A regional climate model with rising surface elevations shows that near present-day patterns of mean orographic rainfall only become triggered once the topography grows to >75% modern elevations. A geo-thermochronology dataset that quantifies the spatiotemporal patterns of deformation and erosional exhumation suggests this establishment of near-modern orography occurred ~15-11 Ma. In the semiarid south, channels possess low concavities, and exhibit non-systematic downstream changes in steepness at multiple scales. The steepness patterns mostly correlate with the tectonic architecture of the deforming thrust belt. In the wet north, channels possess high concavities and mostly decrease in steepness systematically downstream.

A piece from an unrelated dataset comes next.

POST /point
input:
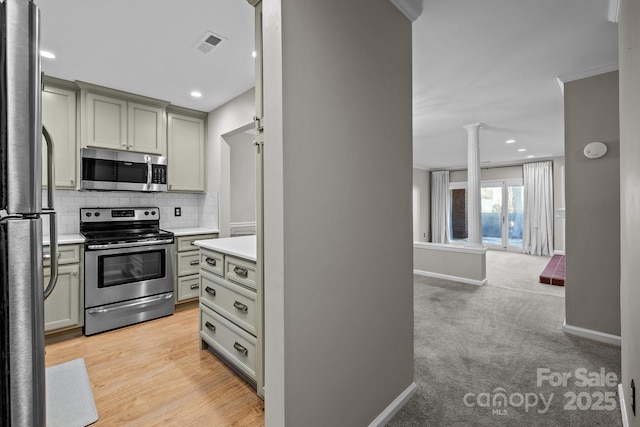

These observations suggest several generalizations about the coevolution of topography, climate, and mountain river systems. (1) Small, threshold changes in surface elevation can cause large changes in orographic precipitation gradients. (2) Low magnitudes (<2 m/yr) and gradients (<Δ~1.5 m/yr) in rainfall means that thrust belt tectonics will continue to exhibit a dominant influence on channel steepness patterns even after ~10 million years. (3) Over ~10 million years of large magnitudes (>2 m/yr) and gradients (>Δ3-4 m/yr) in mean rainfall causes fluvial systems to exhibit only muted, non-systematic changes in steepness influenced by thrust belt tectonics. These insights provide quantitative hypotheses for the values and timescales of orographic growth that are required to impart a dominantly climatic vs. tectonic influence on fluvial systems in active orogens that can be tested with landscape evolution models.